Shocking report: There’s a good chance your child’s heart is sick

Shocking report: There’s a good chance your child’s heart is sick

An alarming new report has bad news for parents.

A new study is raising the alarm about the hearts of children across the nation — scientists found that many U.S. children don’t meet the seven basic standards of good heart health, putting them greatly at risk of developing medical complications later on in life.

Those seven basic standards include having a healthy weight to height ratio, often called a body mass index (BMI); getting enough exercise; avoiding smoking; eating a healthy diet; maintaining healthy levels of cholesterol; keeping blood pressure low; and keeping blood sugar levels at healthy levels, according to an American Heart Association statement.

Diet and physical activity were the main culprits for causing children to have poor heart health. About 91 percent of children in the United States don’t have a good diet, primarily because of consuming too much sugary food and drinks.

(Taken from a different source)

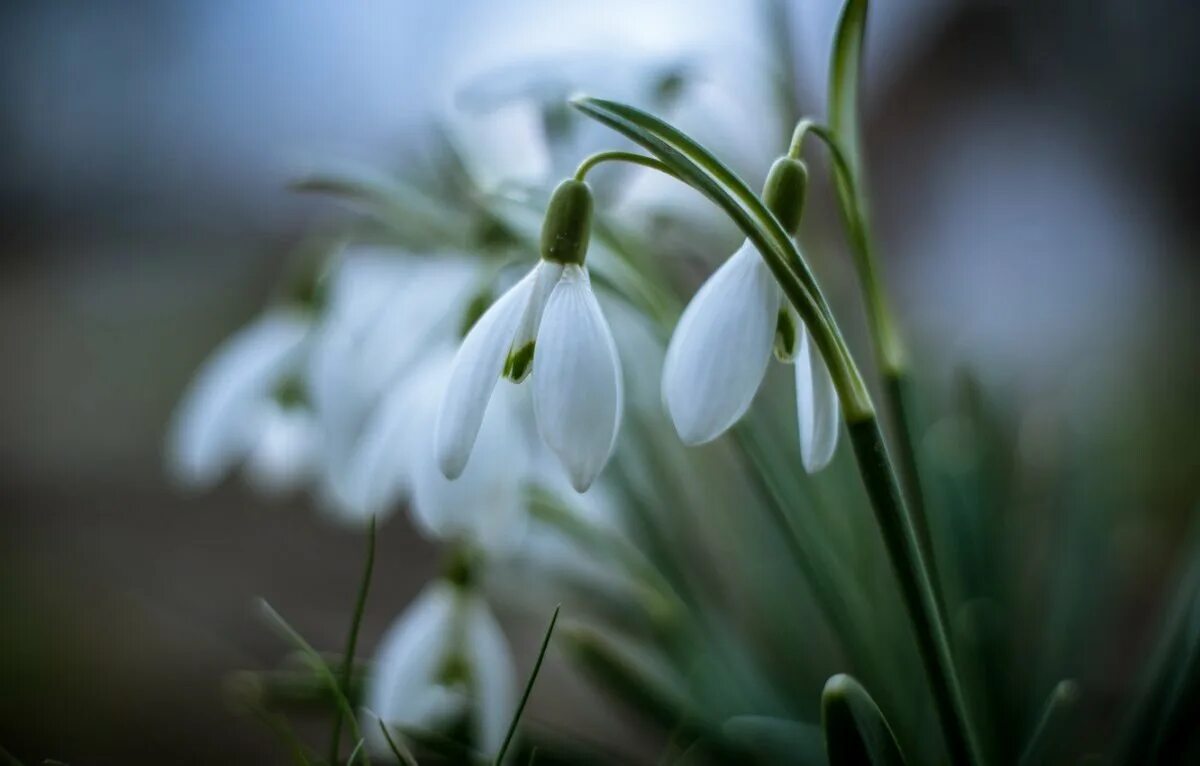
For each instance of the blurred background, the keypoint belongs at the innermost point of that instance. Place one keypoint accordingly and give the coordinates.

The AHA says that just half of young boys and a third of young girls between the ages of 6 and 11 are meeting the 60 minutes per day threshold of physical activity, and between the ages of 16 and 19 they were even less likely to be getting that much activity.

Even more concerningly, about a third of adolescents in the United States are trying cigarettes.

The study says that children should avoid cigarettes, their BMI should be below the 85th percentile, they should get at least 60 minutes of moderate to vigorous activity daily, they should eat a healthy diet, they should consume fewer than 170 milligrams of cholesterol per deciliter, maintain a blood pressure below the 90th percentile and keep their blood sugar levels below 100 milligrams per deciliter.

“Instead of taking a wait-and-see approach by treating disease later in adulthood, we should help children maintain the standards of ideal cardiovascular health that most children are born with,” Julia Steinberger, M.D., M.S., lead author of the new statement, professor in pediatrics and director of pediatric cardiology at the University of Minnesota in Minneapolis, said in the statement. “As pediatricians, we see a tremendous opportunity to strive towards true cardiovascular health if we think of the factors that maintain health early in life. It’s much harder to turn back the clock.”